滋賀県城郭研究所は、「従来まで安土城南側の城域は大手道から百々橋口に至るまでの石垣ラインであると考えられてきましたが、今回の枡形虎口に建てられていた長屋門の造りが貧弱であることから、安土城の城域(防御ライン)は大手道と百々橋口を結ぶ石垣ラインではなく、内堀を含んだ地域として考え直す必要がある」と結論を出しています。

 つまり、安土城は江戸期に築城された近世城郭と同様に、大手門の前面の内堀に面した部分に馬出状の曲輪(の状のもの)を備え、この曲輪に安土城南面の防御を担わせていたということです。

 こうなってくると、今までなされてきた 「安土城の大手道は180mにわたって直線的に延び、従来の城郭の常識を覆すものである」といった話は全く意味のないものになってきます。

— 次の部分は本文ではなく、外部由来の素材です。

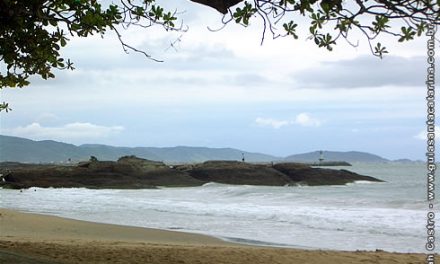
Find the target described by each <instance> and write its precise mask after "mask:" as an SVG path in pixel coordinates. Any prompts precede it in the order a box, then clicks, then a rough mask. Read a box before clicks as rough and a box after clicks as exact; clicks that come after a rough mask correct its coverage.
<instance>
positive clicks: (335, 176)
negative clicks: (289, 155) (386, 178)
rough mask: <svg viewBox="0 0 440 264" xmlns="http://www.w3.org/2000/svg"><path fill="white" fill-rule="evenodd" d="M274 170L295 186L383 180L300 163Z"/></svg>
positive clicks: (347, 172) (342, 171) (309, 185)
mask: <svg viewBox="0 0 440 264" xmlns="http://www.w3.org/2000/svg"><path fill="white" fill-rule="evenodd" d="M274 168H275V169H276V170H278V171H280V172H282V173H284V174H285V175H286V176H287V177H289V179H290V180H291V181H292V183H294V184H300V185H309V186H316V185H343V184H347V183H350V182H354V181H375V182H381V180H379V179H376V178H374V177H370V176H363V175H359V174H357V173H354V172H351V171H348V170H332V169H323V168H312V167H309V166H307V165H304V164H300V163H279V164H275V165H274Z"/></svg>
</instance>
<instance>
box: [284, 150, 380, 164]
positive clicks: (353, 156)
mask: <svg viewBox="0 0 440 264" xmlns="http://www.w3.org/2000/svg"><path fill="white" fill-rule="evenodd" d="M319 158H320V152H319V151H314V152H309V153H303V154H296V155H291V156H288V157H286V158H285V161H294V162H306V163H312V162H317V161H318V160H319ZM323 158H324V161H346V162H349V163H353V162H388V161H389V160H387V159H384V158H382V157H380V156H377V155H374V154H370V153H366V152H359V151H348V152H339V151H323Z"/></svg>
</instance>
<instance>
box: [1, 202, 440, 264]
mask: <svg viewBox="0 0 440 264" xmlns="http://www.w3.org/2000/svg"><path fill="white" fill-rule="evenodd" d="M421 246H423V245H421ZM436 261H437V262H440V257H438V256H437V257H436ZM0 263H18V264H20V263H37V264H38V263H148V264H156V263H157V264H168V263H180V264H184V263H188V264H202V263H203V264H204V263H206V264H208V263H209V264H222V263H224V264H251V263H252V264H269V263H270V264H272V263H279V264H284V263H286V264H287V263H301V264H302V263H312V264H313V263H316V264H318V263H328V264H340V263H385V264H386V263H413V264H415V263H426V255H424V254H402V253H389V252H382V251H380V252H365V251H358V252H342V251H324V250H299V249H286V248H270V247H257V246H246V245H240V244H234V243H228V242H225V241H222V240H220V239H217V238H214V237H210V236H204V235H197V234H189V233H184V232H173V231H164V230H157V229H148V228H138V227H127V226H118V225H109V224H98V223H92V222H85V221H77V220H71V219H65V218H60V217H54V216H46V215H38V214H29V213H21V212H17V211H13V210H7V209H0Z"/></svg>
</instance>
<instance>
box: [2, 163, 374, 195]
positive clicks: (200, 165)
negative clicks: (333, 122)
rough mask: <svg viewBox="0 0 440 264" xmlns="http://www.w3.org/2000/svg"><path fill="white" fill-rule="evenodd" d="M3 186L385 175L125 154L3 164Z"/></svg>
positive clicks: (361, 180)
mask: <svg viewBox="0 0 440 264" xmlns="http://www.w3.org/2000/svg"><path fill="white" fill-rule="evenodd" d="M0 174H1V179H0V186H2V187H3V188H13V189H22V188H30V187H43V188H48V187H54V188H62V187H64V188H70V187H85V188H97V189H104V188H106V189H107V188H116V189H141V188H156V187H158V186H163V187H190V186H200V185H203V184H205V183H208V182H217V183H224V184H246V185H266V186H286V185H289V186H295V185H309V186H317V185H343V184H347V183H350V182H354V181H374V182H381V180H379V179H376V178H374V177H370V176H363V175H359V174H357V173H354V172H350V171H347V170H334V169H326V168H313V167H311V166H308V165H305V164H300V163H277V164H251V163H245V162H238V161H207V162H204V163H199V164H184V165H175V166H170V165H166V164H164V163H162V162H157V161H151V160H146V159H141V158H138V157H135V156H125V157H122V158H120V159H119V160H118V161H98V160H95V159H93V160H91V161H88V162H81V163H79V164H75V165H40V164H22V163H12V162H3V163H0Z"/></svg>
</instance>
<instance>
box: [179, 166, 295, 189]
mask: <svg viewBox="0 0 440 264" xmlns="http://www.w3.org/2000/svg"><path fill="white" fill-rule="evenodd" d="M187 172H188V173H189V175H191V176H192V177H193V178H195V179H198V180H201V181H205V182H218V183H225V184H248V185H268V186H283V185H286V184H288V183H289V178H288V177H286V175H284V174H283V173H281V172H279V171H277V170H276V169H274V168H271V167H268V166H266V165H256V164H250V163H244V162H238V161H207V162H204V163H202V164H198V165H196V166H194V167H193V168H191V169H190V170H188V171H187Z"/></svg>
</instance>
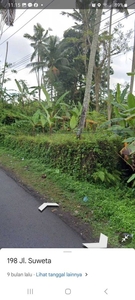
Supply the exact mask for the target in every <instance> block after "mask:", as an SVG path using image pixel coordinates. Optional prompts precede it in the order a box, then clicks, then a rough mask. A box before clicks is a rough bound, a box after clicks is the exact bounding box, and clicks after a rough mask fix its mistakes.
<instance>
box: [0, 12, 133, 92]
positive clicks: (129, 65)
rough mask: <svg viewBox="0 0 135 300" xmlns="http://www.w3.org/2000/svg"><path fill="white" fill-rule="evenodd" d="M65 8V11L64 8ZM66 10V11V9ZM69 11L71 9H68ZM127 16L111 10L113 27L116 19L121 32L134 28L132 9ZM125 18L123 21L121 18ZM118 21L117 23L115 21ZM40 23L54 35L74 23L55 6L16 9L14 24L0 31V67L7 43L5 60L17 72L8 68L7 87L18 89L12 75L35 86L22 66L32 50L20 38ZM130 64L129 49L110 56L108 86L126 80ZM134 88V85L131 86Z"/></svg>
mask: <svg viewBox="0 0 135 300" xmlns="http://www.w3.org/2000/svg"><path fill="white" fill-rule="evenodd" d="M64 11H65V10H64ZM68 11H69V10H68ZM70 12H72V10H70ZM129 14H130V16H129V17H128V18H127V19H125V18H124V15H123V14H121V13H117V12H116V10H114V11H113V26H115V25H116V24H117V23H118V22H121V23H122V24H123V25H124V29H123V30H124V32H126V31H127V30H129V29H131V28H132V29H134V20H135V10H129ZM108 16H109V12H108V10H105V15H104V16H103V18H102V23H101V32H102V31H103V29H104V28H105V23H106V22H107V21H108V19H107V18H108ZM122 18H124V19H123V20H121V19H122ZM116 22H117V23H116ZM37 23H40V24H41V25H42V26H43V28H45V30H46V29H48V28H51V29H52V31H51V32H50V34H54V35H57V36H58V37H59V38H62V36H63V32H64V31H65V30H66V29H68V28H70V27H71V26H72V25H73V24H74V22H73V20H72V18H68V17H66V16H62V15H61V10H58V9H55V10H53V9H47V10H38V9H35V10H34V9H29V10H22V9H21V10H19V9H18V10H16V18H15V22H14V26H13V27H7V26H6V25H5V26H4V28H3V34H2V37H1V39H0V66H1V67H2V65H3V63H4V58H5V52H6V44H7V42H8V63H12V64H13V66H15V68H16V70H18V73H17V74H12V73H11V71H10V70H9V71H8V72H7V76H8V77H10V78H12V80H11V81H10V82H9V83H8V84H7V88H9V89H17V88H16V84H15V83H14V78H17V79H18V80H19V79H23V80H26V81H27V83H28V84H29V86H32V85H36V78H35V75H34V74H30V73H29V69H28V68H25V66H26V64H27V63H29V57H30V55H31V53H32V52H33V49H32V48H31V47H30V42H29V40H27V39H26V38H24V37H23V35H24V33H29V34H30V35H33V26H34V25H35V24H37ZM133 38H134V37H132V39H131V41H130V46H133ZM131 64H132V51H130V52H128V53H127V54H122V53H121V54H119V55H117V56H116V58H114V57H113V59H112V67H113V69H114V75H113V76H111V87H114V86H115V85H116V84H117V82H119V83H120V84H124V83H125V81H129V79H130V78H129V77H128V76H127V75H126V73H127V72H130V70H131ZM134 90H135V88H134Z"/></svg>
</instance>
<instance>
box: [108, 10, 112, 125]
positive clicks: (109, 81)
mask: <svg viewBox="0 0 135 300" xmlns="http://www.w3.org/2000/svg"><path fill="white" fill-rule="evenodd" d="M112 12H113V9H111V10H110V22H109V36H110V39H109V49H108V68H107V94H108V101H107V114H108V121H110V120H111V113H112V106H111V95H110V65H111V33H112Z"/></svg>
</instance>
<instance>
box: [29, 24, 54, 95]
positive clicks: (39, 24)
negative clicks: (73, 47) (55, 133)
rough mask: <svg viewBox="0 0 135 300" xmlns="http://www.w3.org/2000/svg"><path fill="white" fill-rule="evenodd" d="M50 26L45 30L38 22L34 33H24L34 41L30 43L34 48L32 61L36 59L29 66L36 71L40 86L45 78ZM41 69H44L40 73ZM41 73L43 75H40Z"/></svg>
mask: <svg viewBox="0 0 135 300" xmlns="http://www.w3.org/2000/svg"><path fill="white" fill-rule="evenodd" d="M49 30H51V29H50V28H49V29H48V30H46V31H45V29H44V28H43V27H42V26H41V25H40V24H39V23H37V24H36V25H34V35H30V34H28V33H25V34H24V37H25V38H27V39H29V40H30V41H32V43H31V44H30V46H31V47H33V48H34V52H33V53H32V56H31V62H32V61H33V60H35V61H34V62H32V63H29V64H28V65H27V67H32V70H31V72H33V71H35V72H36V77H37V83H38V86H39V87H40V86H41V84H42V78H43V59H44V55H45V52H46V47H47V42H48V39H49V36H48V33H49ZM40 70H41V71H42V72H41V73H40ZM40 74H41V76H40ZM39 100H40V89H39Z"/></svg>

 では、どのような曲輪があって、その曲輪に付随する防御施設はどのようなものだったのでしょうか。
残念ながら、大手道の前面(現在の駐車場)は大きく改変を受けており、調査をしてもあまり成果は期待できません。このまま謎として終わってしまうのでしょうか。

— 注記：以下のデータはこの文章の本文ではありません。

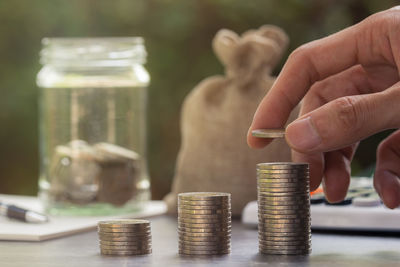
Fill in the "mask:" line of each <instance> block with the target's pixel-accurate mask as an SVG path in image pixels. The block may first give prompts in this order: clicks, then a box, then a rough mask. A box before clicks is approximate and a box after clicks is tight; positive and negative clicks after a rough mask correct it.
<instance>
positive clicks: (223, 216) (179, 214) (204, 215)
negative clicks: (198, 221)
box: [178, 212, 232, 220]
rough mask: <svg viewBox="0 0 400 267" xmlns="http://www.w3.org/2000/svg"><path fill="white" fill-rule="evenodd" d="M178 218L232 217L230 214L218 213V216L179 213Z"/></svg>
mask: <svg viewBox="0 0 400 267" xmlns="http://www.w3.org/2000/svg"><path fill="white" fill-rule="evenodd" d="M178 216H179V217H181V218H188V219H189V218H190V219H218V220H221V219H226V218H230V217H231V216H232V213H231V212H226V213H220V214H191V213H179V214H178Z"/></svg>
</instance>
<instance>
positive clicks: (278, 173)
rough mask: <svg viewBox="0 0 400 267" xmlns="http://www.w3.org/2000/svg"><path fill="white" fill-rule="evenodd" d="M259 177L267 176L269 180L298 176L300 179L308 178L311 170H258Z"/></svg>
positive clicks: (304, 169) (257, 174) (257, 173)
mask: <svg viewBox="0 0 400 267" xmlns="http://www.w3.org/2000/svg"><path fill="white" fill-rule="evenodd" d="M256 171H257V177H260V178H261V177H262V176H266V177H267V178H271V177H274V176H276V177H281V178H291V177H292V176H294V175H296V176H299V177H307V176H309V174H310V171H309V170H306V169H304V170H303V169H282V170H278V169H271V170H267V169H257V170H256Z"/></svg>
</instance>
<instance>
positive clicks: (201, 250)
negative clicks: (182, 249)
mask: <svg viewBox="0 0 400 267" xmlns="http://www.w3.org/2000/svg"><path fill="white" fill-rule="evenodd" d="M179 248H180V249H185V250H193V251H204V250H212V251H218V250H227V249H230V248H231V246H230V244H224V245H215V246H200V245H195V246H191V245H189V244H185V243H179Z"/></svg>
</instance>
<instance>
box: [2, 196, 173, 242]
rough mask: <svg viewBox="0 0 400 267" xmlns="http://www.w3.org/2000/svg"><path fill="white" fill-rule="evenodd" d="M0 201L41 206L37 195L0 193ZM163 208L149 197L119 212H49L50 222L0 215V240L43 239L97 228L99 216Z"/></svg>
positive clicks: (50, 238) (111, 218) (22, 205)
mask: <svg viewBox="0 0 400 267" xmlns="http://www.w3.org/2000/svg"><path fill="white" fill-rule="evenodd" d="M0 201H1V202H4V203H7V204H13V205H16V206H20V207H22V208H26V209H29V210H34V211H38V212H42V211H43V207H42V205H41V203H40V201H39V199H38V198H37V197H28V196H15V195H3V194H0ZM166 211H167V207H166V205H165V203H164V202H163V201H150V202H149V203H148V204H146V205H145V207H144V208H143V210H141V211H139V212H135V213H132V214H124V215H118V216H101V217H93V216H91V217H82V216H79V217H66V216H50V217H49V222H47V223H42V224H32V223H26V222H20V221H16V220H10V219H8V218H6V217H0V240H19V241H42V240H47V239H52V238H57V237H62V236H66V235H71V234H75V233H79V232H84V231H89V230H93V229H96V227H97V222H98V221H100V220H107V219H112V218H144V217H150V216H155V215H160V214H164V213H165V212H166Z"/></svg>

 ここからは私見ですが、安土城の城域を内堀まで広げるとすれば、現在の安土城の中で最も南に突出している「伝江藤邸」が城内と城外を繋ぐ大きな役割を果たしていたと考えられます。
 おそらくは滋賀県城郭研究所でも、この点は検討されていることでしょうから、20年の発掘調査とは別に調査される可能性はありますし、是非とも調査して欲しいものです。